Pharmacy benefit managers (PBMs) are directing patients towards more costly medications while restricting their options, according to a recent report from the House Committee on Oversight and Accountability.
The report, reviewed by the Wall Street Journal, is the culmination of a 32-month investigation by the committee in anticipation of a hearing featuring executives from major PBMs in the country.
PBMs serve as third-party administrators for prescription drug plans tied to health insurers, negotiating with pharmaceutical companies on the prices health plans pay for drugs. They also determine the out-of-pocket expenses patients face.
The three largest PBMs in the U.S.—Express Scripts, UnitedHealth Group’s OptumRx, and CVS Health’s Caremark—control about 80% of prescriptions filled.
Findings from the committee’s report suggest that PBMs establish preferred drug lists that favor higher-priced brand-name medications over more affordable options. For instance, the report references emails from Cigna staff that discouraged considering less expensive alternatives to Humira, an arthritis treatment costing $90,000 annually, despite a biosimilar being available at nearly half the price.
The committee discovered that Express Scripts informed patients that they would incur higher costs when filling prescriptions at local pharmacies compared to obtaining a three-month supply through its affiliated mail-order service, which constrained patients’ pharmacy choices.
Earlier this month, the U.S. Federal Trade Commission (FTC) released a related report highlighting that increased vertical integration among PBMs has enabled the largest six PBMs to manage nearly 95% of all U.S. prescriptions.

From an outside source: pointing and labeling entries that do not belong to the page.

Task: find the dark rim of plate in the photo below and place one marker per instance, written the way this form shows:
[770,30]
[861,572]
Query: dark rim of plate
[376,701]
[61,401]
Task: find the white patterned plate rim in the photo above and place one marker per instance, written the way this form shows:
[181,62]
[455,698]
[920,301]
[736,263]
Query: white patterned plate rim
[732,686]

These findings raise concerns. The FTC indicated that leading PBMs wield substantial influence over Americans’ access to affordable prescription drugs, contributing to a system where “vertically integrated PBMs appear to have the ability and incentive to prefer their own affiliated businesses,” potentially disadvantaging independent pharmacies and driving up drug prices.
FTC Chair Lina M. Khan pointed out that the investigation revealed these intermediaries are “overcharging patients for cancer drugs,” leading to excess revenues exceeding $1 billion.